Potential allosteric site identified in A_2AR–BRIL–Cmpd-1 structure. (A) Comparison of Tyr9^1.35 and Tyr271^7.36 positions and rotamers viewed from extracellular side. The structure of A_2AR–BRIL–Cmpd-1 (green) is superimposed with A_2AR–BRIL–ZM241385 (orange; PDB ID code 4EIY) and A_2AR-TS–ZM241385 (blue; PDB ID code 3PWH). Residues and ligand in A_2AR–BRIL–Cmpd-1 are shown in stick, and they are shown in lines in other structures. (B) The potential allosteric site. The methoxyphenyl ring is located in a compact pocket formed by eight surrounding residues. Cmpd-1 is shown in spheres, and residues are shown in sticks, with the contact residues’ van der Waals radius depicted as dots. (C) Sequence alignment of human adenosine receptors. Residues forming the allosteric pocket are indicated by blue circles. Residues that are strictly conserved among all subtypes of adenosine receptors are highlighted by red shade, and partially conserved residues are highlighted in red characters.

Fig. S5.

Comparison of Tyr9^1.35 and Tyr271^7.36 positions and rotamers with other A_2AR structures. The structure of A_2AR–BRIL–Cmpd-1 (green) is superimposed with A_2AR-T4L–UK-432097 (magenta; PDB ID code 3QAK), A_2AR-TS–adenosine (salmon; PDB ID code 2YDO), A_2AR-TS–NECA (salmon; PDB ID code 2YDV) and A_2ARTS–T4E (yellow; PDB ID code 3UZC). Tyrosine side chains and ligands are shown in stick for A_2AR–BRIL–Cmpd-1 and in lines for the other structures.

Fig.
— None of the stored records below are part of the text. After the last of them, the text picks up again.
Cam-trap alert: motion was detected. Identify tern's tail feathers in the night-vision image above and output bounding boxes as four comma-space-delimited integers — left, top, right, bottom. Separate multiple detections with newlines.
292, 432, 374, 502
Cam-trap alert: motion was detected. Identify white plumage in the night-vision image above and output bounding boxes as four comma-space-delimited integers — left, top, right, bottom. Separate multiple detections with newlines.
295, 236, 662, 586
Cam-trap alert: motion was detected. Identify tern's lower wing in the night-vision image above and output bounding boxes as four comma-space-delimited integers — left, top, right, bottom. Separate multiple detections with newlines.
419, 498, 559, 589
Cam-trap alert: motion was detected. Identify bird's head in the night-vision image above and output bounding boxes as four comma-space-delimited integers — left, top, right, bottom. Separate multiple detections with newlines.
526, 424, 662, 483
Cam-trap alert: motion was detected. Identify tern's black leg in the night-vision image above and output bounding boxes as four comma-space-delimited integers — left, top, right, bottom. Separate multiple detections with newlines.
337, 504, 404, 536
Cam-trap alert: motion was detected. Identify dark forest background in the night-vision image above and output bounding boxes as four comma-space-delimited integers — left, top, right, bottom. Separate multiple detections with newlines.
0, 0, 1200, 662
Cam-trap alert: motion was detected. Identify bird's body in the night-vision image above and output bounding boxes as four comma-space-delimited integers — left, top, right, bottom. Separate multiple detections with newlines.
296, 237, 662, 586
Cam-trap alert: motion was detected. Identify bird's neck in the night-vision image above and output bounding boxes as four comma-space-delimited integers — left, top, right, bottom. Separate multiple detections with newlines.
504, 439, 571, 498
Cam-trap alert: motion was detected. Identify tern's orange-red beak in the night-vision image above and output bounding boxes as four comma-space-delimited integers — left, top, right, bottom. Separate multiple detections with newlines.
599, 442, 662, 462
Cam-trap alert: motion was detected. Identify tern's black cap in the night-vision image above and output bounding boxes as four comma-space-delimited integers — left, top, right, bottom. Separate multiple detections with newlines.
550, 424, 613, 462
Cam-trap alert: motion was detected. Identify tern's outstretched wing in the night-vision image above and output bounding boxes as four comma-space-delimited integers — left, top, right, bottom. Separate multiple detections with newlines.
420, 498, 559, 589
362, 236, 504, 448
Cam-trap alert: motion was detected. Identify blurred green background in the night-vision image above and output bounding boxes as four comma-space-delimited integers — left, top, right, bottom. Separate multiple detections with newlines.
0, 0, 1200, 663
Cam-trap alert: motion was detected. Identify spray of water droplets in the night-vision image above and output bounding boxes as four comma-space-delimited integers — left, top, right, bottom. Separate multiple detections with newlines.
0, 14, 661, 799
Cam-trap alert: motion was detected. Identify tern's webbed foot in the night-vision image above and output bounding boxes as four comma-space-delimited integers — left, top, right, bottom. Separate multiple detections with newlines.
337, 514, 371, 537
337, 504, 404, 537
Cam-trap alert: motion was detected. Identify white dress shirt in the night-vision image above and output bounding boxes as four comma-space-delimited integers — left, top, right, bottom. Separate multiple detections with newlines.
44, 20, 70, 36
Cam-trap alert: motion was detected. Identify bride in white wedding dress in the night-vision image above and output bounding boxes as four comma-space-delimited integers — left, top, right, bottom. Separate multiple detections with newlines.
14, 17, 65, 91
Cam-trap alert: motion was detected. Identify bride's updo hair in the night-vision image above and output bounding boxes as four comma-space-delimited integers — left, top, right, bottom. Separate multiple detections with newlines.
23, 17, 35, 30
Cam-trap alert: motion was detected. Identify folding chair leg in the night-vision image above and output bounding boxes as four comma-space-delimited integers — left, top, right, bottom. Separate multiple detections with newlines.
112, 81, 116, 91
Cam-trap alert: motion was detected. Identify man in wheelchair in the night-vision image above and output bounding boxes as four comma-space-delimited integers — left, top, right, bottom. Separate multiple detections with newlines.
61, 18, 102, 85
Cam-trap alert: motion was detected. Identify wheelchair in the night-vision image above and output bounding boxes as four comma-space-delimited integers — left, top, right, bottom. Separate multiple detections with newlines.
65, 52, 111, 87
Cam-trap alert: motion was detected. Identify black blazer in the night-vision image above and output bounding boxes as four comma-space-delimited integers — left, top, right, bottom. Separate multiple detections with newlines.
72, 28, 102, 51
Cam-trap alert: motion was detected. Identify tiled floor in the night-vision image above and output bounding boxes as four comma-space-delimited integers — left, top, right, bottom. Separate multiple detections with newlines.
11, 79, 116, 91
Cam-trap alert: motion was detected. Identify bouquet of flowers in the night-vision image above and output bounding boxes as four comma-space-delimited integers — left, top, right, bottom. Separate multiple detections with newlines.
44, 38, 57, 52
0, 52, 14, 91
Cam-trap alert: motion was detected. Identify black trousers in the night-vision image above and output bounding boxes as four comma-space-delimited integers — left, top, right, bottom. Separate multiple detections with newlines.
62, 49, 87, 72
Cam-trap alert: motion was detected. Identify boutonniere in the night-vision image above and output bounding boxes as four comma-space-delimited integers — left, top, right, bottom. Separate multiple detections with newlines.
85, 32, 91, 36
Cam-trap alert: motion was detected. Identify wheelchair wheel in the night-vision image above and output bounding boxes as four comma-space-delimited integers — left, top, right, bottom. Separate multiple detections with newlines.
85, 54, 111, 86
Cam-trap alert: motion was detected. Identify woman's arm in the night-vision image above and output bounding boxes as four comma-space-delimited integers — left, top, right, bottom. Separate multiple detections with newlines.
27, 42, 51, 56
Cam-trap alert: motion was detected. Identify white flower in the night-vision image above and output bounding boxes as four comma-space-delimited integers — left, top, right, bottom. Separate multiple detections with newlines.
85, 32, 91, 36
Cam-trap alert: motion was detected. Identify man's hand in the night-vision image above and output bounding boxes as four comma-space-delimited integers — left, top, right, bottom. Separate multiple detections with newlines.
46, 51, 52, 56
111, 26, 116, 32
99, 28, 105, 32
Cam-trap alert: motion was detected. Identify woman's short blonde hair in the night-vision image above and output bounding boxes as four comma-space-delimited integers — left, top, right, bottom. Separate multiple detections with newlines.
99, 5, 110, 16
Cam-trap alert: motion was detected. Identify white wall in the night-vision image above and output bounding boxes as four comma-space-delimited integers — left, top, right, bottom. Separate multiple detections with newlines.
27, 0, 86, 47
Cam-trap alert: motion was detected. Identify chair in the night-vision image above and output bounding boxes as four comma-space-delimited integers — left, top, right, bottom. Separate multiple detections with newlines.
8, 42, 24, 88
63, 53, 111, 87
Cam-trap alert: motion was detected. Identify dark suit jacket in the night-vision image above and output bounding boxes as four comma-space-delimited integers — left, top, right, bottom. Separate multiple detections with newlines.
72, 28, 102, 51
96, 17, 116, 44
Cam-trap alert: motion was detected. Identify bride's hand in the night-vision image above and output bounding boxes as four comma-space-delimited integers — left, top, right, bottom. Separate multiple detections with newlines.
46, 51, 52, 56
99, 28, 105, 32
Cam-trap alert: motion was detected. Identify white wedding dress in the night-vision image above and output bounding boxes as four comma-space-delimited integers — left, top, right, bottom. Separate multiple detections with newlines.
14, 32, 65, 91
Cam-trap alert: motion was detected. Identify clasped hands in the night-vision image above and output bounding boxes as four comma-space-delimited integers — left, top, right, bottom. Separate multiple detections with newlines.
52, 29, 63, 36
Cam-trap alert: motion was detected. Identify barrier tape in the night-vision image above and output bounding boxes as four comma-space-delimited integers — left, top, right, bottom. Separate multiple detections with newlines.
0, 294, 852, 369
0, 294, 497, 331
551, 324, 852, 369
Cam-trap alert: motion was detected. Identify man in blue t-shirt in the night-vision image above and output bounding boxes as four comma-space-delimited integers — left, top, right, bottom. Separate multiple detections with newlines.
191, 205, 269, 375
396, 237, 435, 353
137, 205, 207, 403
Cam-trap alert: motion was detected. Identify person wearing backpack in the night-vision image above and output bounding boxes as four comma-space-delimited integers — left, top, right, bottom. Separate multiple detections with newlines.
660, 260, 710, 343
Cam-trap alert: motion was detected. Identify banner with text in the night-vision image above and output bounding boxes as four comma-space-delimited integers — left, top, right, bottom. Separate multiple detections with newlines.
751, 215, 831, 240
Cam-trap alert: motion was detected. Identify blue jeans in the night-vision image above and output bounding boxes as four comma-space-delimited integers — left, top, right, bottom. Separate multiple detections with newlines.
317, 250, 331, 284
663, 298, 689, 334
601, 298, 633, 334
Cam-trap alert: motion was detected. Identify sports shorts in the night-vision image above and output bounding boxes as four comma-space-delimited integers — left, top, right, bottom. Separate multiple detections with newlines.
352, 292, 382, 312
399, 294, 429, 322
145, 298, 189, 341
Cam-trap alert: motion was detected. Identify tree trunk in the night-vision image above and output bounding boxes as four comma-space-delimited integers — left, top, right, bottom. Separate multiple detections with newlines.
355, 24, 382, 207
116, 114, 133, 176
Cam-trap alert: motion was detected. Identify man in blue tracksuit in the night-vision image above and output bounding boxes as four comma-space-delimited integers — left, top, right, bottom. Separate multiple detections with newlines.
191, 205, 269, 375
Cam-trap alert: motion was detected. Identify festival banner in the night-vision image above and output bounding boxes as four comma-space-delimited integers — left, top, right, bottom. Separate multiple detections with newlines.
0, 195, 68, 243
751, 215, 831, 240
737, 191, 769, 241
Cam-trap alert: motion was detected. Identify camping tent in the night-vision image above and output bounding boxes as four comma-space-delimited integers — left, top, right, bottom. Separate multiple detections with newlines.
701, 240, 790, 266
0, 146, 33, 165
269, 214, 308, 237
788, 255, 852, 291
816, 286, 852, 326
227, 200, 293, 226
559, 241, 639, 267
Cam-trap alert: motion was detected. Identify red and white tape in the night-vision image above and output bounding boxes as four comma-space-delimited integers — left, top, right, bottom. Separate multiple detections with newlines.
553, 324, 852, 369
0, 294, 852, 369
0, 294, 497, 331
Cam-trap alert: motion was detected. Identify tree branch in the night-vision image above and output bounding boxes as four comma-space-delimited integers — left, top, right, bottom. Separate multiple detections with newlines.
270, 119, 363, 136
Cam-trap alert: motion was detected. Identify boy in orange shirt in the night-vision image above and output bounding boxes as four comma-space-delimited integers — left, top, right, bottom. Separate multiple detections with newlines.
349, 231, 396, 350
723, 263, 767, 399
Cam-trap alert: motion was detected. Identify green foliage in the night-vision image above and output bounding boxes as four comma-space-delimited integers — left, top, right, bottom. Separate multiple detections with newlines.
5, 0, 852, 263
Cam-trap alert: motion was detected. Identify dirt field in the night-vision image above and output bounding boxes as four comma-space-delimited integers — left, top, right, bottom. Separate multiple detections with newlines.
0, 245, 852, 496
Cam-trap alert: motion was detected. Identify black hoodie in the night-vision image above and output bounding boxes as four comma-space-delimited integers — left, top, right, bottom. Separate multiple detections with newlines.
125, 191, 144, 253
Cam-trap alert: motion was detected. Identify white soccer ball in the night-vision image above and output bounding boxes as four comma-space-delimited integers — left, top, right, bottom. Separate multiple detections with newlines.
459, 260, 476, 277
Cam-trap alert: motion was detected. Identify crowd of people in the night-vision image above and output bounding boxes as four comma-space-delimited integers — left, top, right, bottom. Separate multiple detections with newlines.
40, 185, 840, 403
S6.

The outward displacement of TM1 in A_2AR–BRIL–Cmpd-1 structure is incompatible with the crystal packing of A_2AR–BRIL–ZM241385. A_2AR–BRIL–Cmpd-1 (green) is aligned with A_2AR–BRIL–ZM241385 (orange). A symmetry molecule of A_2AR–BRIL–ZM241385 (gray) that packs through their TM1 and TM7 shows steric conflicts with TM1 in A_2AR–BRIL–Cmpd-1 and therefore prevents crystallization in the same lattice as A_2AR–BRIL–ZM241385 in LCP. Residues with steric conflicts are shown in sticks.

Fig. S7.

Comparison of the allosteric pocket in A_2AR–BRIL–Cmpd-1 structure to equivalent parts in other reported A_2AR structures. The structures shown here include A_2AR–BRIL–ZM241385 (cyan; PDB ID code 4EIY), A_2AR-TS–ZM241385 (blue; PDB ID code 3PWH), A_2AR-TS–1,2,4-triazine antagonist (A_2AR-TS-–T4E, yellow; PDB ID code 3UZC), and A_2AR-TS–adenosine (salmon; PDB ID code 2YDO). These structures are all aligned with the A_2AR–BRIL–Cmpd-1 structure (green), and surfaces are all viewed and clipped at same position for comparison. Red arrows point to the equivalent part in each structure and the sites are either very shallow pockets or clefts exposed to solvent.